Volkswagen Group plans to cut nearly all night shifts at its main plant in Germany as Europe’s largest carmaker continues to battle the semiconductor crisis.
VW will cut the night shift, which provides workers extra pay, from the start of the second quarter on three assembly lines in Wolfsburg, the automaker said Friday, confirming a post on its intranet seen by Bloomberg News.
The move has drawn ire from labor leader head Daniela Cavallo, who said a compromise on compensation must be found.
“Our colleagues aren’t responsible for the fact that order books are overflowing while we can’t make the vehicles because of the lack of semiconductors,” Cavallo said in the post. “We’ll fight for partial compensation.”
Only a fourth assembly line that handles the Tiguan and its hybrid models, the Touran and Seat Tarraco will continue to run early, late and night shifts, VW said.
Factory workers at VW have been on edge amid growing tensions between the automaker’s powerful union leaders and CEO Herbert Diess, who hinted at possible job cuts in November to stay competitive in the face of Tesla and the shift to EV production.
The global shortage of chips forced VW to slash output at the sprawling Wolfsburg factory last year. The plant makes the VW Golf, which has consistently been Europe’s top-selling car, including last year with a volume of 205,720, despite a 27 percent decline.
Production stops at Wolfsburg because of the chip crisis limited Golf production, resulting in the tighest race in years for both the No. 1 and No. 2 places on Europe’s top 10 sales chart (see table, below).
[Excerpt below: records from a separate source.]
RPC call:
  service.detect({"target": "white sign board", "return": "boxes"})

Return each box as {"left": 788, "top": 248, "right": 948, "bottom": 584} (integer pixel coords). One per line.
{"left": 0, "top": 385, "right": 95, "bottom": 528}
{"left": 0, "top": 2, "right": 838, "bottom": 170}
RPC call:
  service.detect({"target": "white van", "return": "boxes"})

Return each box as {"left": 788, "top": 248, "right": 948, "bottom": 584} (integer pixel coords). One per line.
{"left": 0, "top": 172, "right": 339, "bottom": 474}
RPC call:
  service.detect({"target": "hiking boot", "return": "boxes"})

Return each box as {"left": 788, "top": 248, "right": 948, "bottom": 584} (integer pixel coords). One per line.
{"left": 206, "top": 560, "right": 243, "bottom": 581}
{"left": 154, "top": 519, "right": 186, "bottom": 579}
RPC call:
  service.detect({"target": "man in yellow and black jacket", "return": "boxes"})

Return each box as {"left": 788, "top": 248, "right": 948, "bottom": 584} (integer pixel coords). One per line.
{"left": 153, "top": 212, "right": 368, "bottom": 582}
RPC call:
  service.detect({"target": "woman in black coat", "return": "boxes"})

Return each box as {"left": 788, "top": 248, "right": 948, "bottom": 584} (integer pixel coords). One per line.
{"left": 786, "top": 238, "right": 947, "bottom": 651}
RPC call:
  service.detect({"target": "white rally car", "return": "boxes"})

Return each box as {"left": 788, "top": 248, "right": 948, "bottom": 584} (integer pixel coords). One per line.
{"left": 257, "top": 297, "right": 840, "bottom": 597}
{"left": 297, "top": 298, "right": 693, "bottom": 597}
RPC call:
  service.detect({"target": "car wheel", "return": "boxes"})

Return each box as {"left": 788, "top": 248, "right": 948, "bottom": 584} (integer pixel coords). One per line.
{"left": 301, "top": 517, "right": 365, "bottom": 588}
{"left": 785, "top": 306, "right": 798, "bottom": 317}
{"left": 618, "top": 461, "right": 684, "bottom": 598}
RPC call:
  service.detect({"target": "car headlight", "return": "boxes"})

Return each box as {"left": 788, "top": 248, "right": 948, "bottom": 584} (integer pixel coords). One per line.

The decision to cut the night shift was made in response to repeated short-notice cancellations and the need to furlough workers, the company said.
“It is unavoidable that we adjust our shift model to maintain competitiveness and secure jobs in the long term,” said Gunnar Kilian, the board member in charge of personnel. “Unfortunately, this step will also involve workforce cuts and the loss of hardship allowances for the night shift.”